All love of justice combined with judgment has no other origin than the God of heaven, who is justice itself, and the source of all human powers of judgment (Jeremiah 23:5; 33:15).
 'This leads to the conclusion that everything said about charity from the seats to right or left - that it is morality with faith breathed into it, piety with pity breathed into it, doing good to the upright and to the wicked, looking after one's relatives and friends in every way, giving to the poor and helping the needy, building hospitals and supporting them with gifts, endowing places of worship and doing kindnesses to their ministers, that it is the Christian brotherhood of old, or forgiving everyone his faults - all of these are splendid examples of charity, when they are done out of a love of justice combined with judgment.

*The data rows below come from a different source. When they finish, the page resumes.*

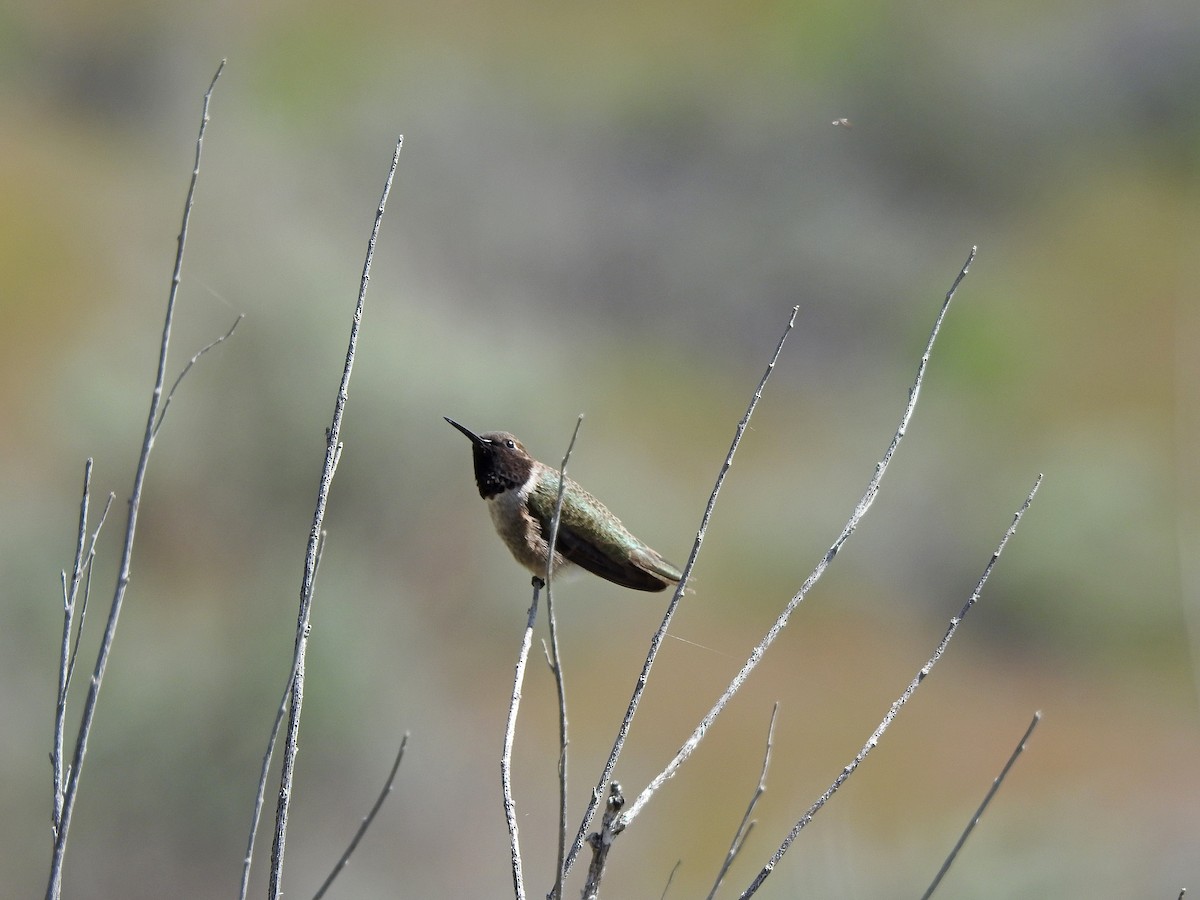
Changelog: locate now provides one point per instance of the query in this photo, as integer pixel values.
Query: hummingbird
(521, 495)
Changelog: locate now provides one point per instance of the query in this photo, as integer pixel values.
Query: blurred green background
(610, 209)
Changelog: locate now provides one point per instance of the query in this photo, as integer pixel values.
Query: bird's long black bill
(468, 432)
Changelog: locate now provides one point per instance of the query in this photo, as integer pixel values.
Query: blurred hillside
(611, 210)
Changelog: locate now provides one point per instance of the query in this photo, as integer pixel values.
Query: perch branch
(54, 883)
(899, 702)
(333, 451)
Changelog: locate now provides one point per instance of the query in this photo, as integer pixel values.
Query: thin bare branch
(601, 841)
(659, 636)
(265, 768)
(897, 706)
(366, 821)
(183, 375)
(510, 732)
(333, 451)
(556, 666)
(747, 825)
(69, 598)
(861, 510)
(975, 820)
(87, 586)
(666, 887)
(54, 883)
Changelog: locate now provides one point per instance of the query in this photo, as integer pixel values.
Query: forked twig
(659, 636)
(510, 731)
(366, 822)
(747, 825)
(975, 820)
(333, 451)
(183, 375)
(54, 883)
(265, 768)
(899, 702)
(556, 666)
(861, 510)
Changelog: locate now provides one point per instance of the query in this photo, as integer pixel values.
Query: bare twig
(171, 394)
(87, 586)
(601, 841)
(899, 702)
(657, 640)
(978, 814)
(54, 883)
(556, 666)
(747, 825)
(366, 821)
(666, 887)
(510, 731)
(69, 598)
(265, 768)
(861, 510)
(333, 451)
(81, 575)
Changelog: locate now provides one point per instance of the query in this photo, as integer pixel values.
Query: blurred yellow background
(611, 209)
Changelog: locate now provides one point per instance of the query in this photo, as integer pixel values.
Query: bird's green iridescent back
(593, 538)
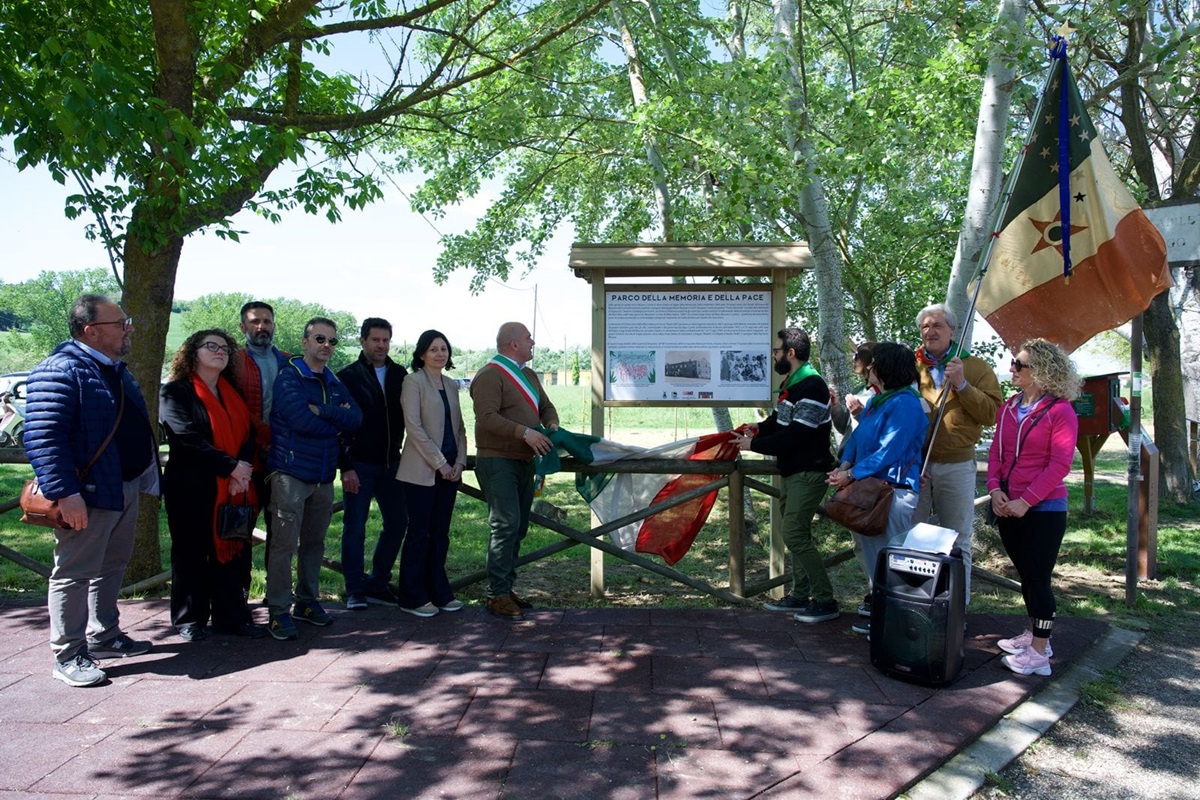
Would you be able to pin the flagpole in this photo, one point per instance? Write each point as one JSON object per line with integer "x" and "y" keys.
{"x": 1001, "y": 211}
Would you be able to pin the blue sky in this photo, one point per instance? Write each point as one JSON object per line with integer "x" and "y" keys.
{"x": 375, "y": 263}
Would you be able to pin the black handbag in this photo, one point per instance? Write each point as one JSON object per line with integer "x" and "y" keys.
{"x": 235, "y": 521}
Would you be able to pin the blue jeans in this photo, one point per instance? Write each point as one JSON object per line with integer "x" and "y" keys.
{"x": 376, "y": 481}
{"x": 508, "y": 488}
{"x": 423, "y": 564}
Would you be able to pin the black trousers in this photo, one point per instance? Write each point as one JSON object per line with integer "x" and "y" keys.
{"x": 1032, "y": 542}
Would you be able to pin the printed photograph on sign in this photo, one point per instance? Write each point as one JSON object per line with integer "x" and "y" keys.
{"x": 688, "y": 344}
{"x": 688, "y": 365}
{"x": 631, "y": 367}
{"x": 744, "y": 367}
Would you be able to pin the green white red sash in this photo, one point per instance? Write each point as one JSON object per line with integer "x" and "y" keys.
{"x": 513, "y": 371}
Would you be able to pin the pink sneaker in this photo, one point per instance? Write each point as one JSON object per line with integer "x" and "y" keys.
{"x": 1029, "y": 662}
{"x": 1021, "y": 642}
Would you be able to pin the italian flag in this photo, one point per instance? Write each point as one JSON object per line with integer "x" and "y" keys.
{"x": 611, "y": 495}
{"x": 1077, "y": 256}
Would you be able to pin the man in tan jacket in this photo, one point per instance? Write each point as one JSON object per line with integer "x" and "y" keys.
{"x": 948, "y": 486}
{"x": 510, "y": 405}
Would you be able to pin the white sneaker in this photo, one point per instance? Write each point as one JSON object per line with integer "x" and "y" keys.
{"x": 1029, "y": 662}
{"x": 1021, "y": 642}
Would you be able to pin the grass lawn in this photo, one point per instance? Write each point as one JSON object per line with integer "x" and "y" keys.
{"x": 1090, "y": 578}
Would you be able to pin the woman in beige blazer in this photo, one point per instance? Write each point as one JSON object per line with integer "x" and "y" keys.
{"x": 430, "y": 468}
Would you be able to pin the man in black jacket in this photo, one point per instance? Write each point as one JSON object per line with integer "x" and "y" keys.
{"x": 798, "y": 434}
{"x": 369, "y": 468}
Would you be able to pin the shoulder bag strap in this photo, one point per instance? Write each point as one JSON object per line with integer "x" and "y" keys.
{"x": 108, "y": 439}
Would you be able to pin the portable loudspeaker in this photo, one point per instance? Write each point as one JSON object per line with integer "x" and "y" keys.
{"x": 917, "y": 615}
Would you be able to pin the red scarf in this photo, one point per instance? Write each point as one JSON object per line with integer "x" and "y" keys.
{"x": 231, "y": 426}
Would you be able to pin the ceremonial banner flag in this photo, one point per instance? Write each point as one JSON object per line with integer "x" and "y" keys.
{"x": 1074, "y": 257}
{"x": 611, "y": 495}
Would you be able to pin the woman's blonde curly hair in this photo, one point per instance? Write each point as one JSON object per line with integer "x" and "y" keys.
{"x": 1053, "y": 370}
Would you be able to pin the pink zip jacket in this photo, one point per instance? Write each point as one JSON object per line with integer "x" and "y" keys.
{"x": 1047, "y": 450}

Otherwise they are not charity, but only like watercourses cut off from the spring that feeds them, and like branches torn from a tree. True charity consists in believing in the Lord, and acting fairly and righteously in every deed and employment. Anyone therefore who at the Lord's bidding loves justice and executes it with judgment is an image and likeness of charity.'
 This speech was greeted with the sort of silence typically kept by those who are led by the internal man to see and acknowledge that something is so, but do not yet do so in their external man; I could observe this from their faces. But I was then suddenly carried up out of their sight, for from being in the spirit I re-entered my material body. A natural person, being clothed in a material body, is invisible to any spiritual person, that is, any spirit or angel, and so are they to him.